Em meio a uma bola de fogo de quase 800 graus, Lauda tinha apenas o tecido da balaclava separando seu rosto das chamas. O resgate, iniciado por Arturo Merzario, um piloto italiano que vinha logo atrás, foi realizado rapidamente, retirando Lauda do carro enquanto lutavam para evitar o pior cenário possível.
No entanto, a exposição ao fogo foi extrema, resultando em queimaduras significativas em boa parte da cabeça de Niki, que sobreviveu e retornou milagrosamente às pistas antes mesmo do tempo esperado. Porém, esta foi uma experiência que deixou marcas profundas em sua vida e carreira.

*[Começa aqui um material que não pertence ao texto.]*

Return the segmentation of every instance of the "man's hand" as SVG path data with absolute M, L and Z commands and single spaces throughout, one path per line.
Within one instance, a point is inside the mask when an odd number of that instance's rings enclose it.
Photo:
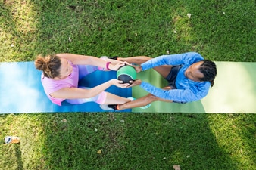
M 130 63 L 128 63 L 127 62 L 120 62 L 118 63 L 117 63 L 116 65 L 113 65 L 113 64 L 110 64 L 109 65 L 109 68 L 111 70 L 115 70 L 117 71 L 120 67 L 123 66 L 125 65 L 130 65 Z
M 133 66 L 133 67 L 135 68 L 135 70 L 136 70 L 137 73 L 139 73 L 142 70 L 141 66 Z
M 110 80 L 111 81 L 111 83 L 118 88 L 127 88 L 130 86 L 130 84 L 129 83 L 124 83 L 123 84 L 123 81 L 121 80 L 118 80 L 118 79 L 111 79 Z
M 127 88 L 131 88 L 136 85 L 140 85 L 142 84 L 142 81 L 140 79 L 136 79 L 136 80 L 131 80 L 130 81 L 130 83 L 131 83 Z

Consequências: Após o ocorrido com Lauda, a FIA padronizou os macacões e estabeleceu a obrigatoriedade de que toda a indumentária fosse à prova de fogo. Essa medida visava aumentar significativamente a segurança dos pilotos.
Desde então, a única situação em que houve uma falha na roupa foi em 2020, durante o incidente envolvendo Romain Grosjean, citado anteriormente. Ainda assim, apenas as luvas apresentaram alguma falha, destacando a eficácia geral dos avanços implementados para proteger os pilotos em situações de incêndio.
Sid Watkins: Um herói da Fórmula 1
O neurocirurgião Sid Watkins desempenhou um papel fundamental na introdução de medidas de segurança na Fórmula 1.
Na década de 90, o britânico implementou uma regra crucial: todo piloto deveria ser capaz de deixar o carro por conta própria em menos de 10 segundos. Essa medida tinha como objetivo minimizar a exposição dos pilotos à fumaça em casos de acidentes, reforçando ainda mais os protocolos de segurança na categoria.
Watkins também foi responsável pela criação do eficiente Medical Car, o veículo utilizado no automobilismo em casos de emergências, considerado “a ambulância mais rápida do mundo”. O renomado cirurgião britânico faleceu em 12 de setembro de 2012, aos 84 anos.